Under current law, a first time hate crime offense is a misdemeanor while subsequent offenses are felonies. SB 1083 will give DAs discretion when deciding what charges to file.
The bill was requested by Pottawatomie District Attorney Allan Grubb. Grubb filed hate crime charges including aggravated assault and battery, and conspiracy and malicious intimidation, in July against Devan Johnson and Brandon Killian for the brutal beating of Jarric Deshawn Carolina on June 22. The two white men were caught on tape repeatedly punching, kicking and shouting racial slurs at Carolina, who is black, outside the Brick House Saloon in Shawnee. Carolina’s life-threatening injuries put him in ICU where he spent two days on a ventilator. He has since returned home where he is still recovering and has been unable to return to work. Carolina developed an eye socket injury and has trouble walking and remembering things.

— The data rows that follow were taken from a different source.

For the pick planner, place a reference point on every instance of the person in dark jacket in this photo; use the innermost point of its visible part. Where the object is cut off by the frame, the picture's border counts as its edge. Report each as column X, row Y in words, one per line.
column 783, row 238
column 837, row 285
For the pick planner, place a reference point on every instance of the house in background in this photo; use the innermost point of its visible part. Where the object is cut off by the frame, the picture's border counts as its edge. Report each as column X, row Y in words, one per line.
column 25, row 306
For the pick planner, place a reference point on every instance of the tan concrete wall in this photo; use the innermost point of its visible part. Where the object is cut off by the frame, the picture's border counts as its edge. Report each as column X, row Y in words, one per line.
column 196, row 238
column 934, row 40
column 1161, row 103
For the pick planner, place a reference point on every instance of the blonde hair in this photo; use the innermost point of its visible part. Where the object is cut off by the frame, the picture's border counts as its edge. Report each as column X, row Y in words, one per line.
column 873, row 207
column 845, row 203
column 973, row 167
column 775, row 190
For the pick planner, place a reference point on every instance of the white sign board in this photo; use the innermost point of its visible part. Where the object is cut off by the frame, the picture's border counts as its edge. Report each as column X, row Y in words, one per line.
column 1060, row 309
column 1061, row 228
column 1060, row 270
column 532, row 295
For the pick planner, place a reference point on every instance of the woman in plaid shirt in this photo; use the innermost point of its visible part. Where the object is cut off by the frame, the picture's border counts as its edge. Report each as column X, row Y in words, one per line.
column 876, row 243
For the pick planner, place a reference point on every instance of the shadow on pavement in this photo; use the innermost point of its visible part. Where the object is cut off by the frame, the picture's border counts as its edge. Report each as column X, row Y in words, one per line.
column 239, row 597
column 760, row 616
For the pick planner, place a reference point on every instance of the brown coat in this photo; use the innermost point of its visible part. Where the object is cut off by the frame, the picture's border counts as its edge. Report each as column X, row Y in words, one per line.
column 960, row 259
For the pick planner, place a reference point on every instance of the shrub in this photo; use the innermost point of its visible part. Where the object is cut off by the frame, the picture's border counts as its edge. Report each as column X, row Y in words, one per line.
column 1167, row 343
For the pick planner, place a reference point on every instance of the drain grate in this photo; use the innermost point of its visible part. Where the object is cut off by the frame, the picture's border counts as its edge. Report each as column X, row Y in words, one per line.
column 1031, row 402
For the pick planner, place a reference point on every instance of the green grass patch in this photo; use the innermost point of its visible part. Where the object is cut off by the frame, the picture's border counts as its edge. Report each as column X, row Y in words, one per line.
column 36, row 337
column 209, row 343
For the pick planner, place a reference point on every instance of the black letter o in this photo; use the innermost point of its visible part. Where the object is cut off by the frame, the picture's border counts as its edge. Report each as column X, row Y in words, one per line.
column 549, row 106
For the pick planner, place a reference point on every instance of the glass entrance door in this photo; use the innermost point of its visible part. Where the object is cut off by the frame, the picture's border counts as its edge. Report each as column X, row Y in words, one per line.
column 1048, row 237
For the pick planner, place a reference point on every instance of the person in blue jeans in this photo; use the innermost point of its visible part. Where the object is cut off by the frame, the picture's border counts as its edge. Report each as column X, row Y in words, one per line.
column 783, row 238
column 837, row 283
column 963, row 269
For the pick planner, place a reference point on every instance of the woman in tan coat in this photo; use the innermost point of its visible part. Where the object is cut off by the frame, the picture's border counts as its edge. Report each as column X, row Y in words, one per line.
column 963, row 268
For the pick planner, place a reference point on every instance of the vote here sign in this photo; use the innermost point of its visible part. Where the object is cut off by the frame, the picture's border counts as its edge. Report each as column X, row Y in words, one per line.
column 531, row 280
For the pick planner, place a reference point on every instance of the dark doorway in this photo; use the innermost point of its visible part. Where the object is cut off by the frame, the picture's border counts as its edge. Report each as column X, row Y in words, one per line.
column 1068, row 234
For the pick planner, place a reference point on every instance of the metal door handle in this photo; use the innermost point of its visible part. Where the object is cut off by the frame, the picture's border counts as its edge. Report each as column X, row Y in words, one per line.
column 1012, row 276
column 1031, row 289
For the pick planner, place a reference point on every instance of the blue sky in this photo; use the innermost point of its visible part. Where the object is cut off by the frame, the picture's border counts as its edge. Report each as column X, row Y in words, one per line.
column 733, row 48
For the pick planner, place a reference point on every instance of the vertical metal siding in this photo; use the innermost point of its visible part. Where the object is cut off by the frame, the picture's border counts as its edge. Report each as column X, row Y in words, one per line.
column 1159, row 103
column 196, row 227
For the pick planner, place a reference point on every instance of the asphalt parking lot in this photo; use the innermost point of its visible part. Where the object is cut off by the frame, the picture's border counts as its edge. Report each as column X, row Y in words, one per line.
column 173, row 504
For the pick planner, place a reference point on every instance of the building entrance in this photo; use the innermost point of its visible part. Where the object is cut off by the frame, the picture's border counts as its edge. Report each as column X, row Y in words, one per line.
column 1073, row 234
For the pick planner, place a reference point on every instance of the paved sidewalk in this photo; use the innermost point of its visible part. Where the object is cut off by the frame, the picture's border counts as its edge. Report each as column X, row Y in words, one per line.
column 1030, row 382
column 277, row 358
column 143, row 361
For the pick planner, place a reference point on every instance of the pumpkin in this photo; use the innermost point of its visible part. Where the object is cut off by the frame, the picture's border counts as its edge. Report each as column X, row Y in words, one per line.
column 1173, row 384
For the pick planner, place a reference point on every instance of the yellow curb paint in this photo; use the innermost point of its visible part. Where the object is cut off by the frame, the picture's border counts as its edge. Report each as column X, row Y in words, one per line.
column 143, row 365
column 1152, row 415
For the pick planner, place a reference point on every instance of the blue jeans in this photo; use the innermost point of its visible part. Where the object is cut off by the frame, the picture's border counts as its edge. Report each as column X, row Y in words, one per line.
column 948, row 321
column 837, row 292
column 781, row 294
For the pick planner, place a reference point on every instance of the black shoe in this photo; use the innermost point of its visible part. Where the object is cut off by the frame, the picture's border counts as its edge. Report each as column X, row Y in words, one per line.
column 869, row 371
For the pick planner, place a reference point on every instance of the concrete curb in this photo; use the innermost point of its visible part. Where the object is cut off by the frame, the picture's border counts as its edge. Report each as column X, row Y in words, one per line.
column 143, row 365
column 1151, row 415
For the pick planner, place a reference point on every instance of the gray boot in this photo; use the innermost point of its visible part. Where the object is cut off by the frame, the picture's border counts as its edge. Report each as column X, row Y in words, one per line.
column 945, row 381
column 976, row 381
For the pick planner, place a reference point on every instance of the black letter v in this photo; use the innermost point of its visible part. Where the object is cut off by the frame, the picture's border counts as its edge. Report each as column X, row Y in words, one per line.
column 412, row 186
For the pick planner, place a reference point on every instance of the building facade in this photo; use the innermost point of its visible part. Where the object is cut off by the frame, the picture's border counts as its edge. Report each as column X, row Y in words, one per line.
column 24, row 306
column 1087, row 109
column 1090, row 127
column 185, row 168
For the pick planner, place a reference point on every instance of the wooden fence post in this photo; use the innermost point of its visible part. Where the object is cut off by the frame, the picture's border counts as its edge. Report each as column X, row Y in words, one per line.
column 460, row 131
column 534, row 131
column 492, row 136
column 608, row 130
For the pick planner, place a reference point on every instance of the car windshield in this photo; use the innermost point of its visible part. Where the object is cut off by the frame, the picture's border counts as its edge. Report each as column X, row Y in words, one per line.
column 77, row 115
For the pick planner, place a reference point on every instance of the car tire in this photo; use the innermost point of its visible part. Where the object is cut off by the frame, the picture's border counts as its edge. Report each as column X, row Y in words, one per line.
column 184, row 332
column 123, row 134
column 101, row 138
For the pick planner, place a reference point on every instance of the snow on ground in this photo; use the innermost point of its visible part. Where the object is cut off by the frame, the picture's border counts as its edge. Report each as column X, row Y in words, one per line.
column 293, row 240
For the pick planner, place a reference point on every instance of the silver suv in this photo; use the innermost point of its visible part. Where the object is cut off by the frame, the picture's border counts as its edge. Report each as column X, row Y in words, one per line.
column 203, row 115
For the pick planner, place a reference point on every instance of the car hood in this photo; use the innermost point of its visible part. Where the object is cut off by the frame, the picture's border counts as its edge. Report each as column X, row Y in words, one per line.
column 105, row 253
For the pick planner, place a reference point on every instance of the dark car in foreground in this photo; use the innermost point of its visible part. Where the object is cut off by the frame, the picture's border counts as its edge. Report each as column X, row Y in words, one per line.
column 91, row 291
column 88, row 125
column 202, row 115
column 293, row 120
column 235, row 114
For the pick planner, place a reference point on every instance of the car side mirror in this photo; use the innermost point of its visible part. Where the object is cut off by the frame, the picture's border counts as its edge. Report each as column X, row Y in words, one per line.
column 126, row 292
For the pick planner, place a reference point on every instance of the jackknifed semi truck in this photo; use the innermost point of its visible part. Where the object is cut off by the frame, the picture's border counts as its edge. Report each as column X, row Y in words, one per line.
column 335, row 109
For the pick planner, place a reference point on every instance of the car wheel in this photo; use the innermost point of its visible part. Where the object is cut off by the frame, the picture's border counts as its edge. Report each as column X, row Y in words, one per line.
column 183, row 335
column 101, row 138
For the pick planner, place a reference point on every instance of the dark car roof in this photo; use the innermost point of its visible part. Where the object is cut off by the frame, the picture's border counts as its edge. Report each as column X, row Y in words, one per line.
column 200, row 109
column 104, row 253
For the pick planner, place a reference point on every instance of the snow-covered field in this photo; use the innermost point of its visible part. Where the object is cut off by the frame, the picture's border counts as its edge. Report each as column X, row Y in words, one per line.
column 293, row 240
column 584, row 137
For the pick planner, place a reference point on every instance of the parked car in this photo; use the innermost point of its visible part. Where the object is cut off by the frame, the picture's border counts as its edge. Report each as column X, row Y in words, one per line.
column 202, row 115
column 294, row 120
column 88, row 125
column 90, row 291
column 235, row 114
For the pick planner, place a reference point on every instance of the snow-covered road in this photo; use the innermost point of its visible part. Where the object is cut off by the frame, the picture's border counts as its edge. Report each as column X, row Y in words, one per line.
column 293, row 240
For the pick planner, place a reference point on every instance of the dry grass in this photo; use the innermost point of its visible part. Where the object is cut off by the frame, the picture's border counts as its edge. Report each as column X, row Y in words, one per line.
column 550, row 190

“Hate crimes are becoming more prevalent, and as District Attorneys, it’s important we have the ability to file charges that fit the crime. Mr. Carolina had a brutal crime committed against him yet under current law, these two men can only be charged with a misdemeanor. That isn’t adequate justice. They nearly killed Mr. Carolina and deserve a much harsher sentence,” Grubb said. “I want to thank Senator Sharp for filing this important public safety legislation and hope it makes it through the legislative process quickly to ensure future hate crime victims receive fair justice and offenders are prosecuted to the fullest extent of the law.”
The two men were charged with aggravated assault and battery and conspiracy and malicious intimidation, all of which fall under Oklahoma’s hate crime statute. Killian has also been charged with preparing false evidence for punching himself in the face repeatedly to make it appear Carolina had hurt him. After getting out on bail, Killian was arrested again in July in Oklahoma County after missing a court date for prior drug and stolen vehicle charges.
SB 1083 will be assigned to committee when session begins in February.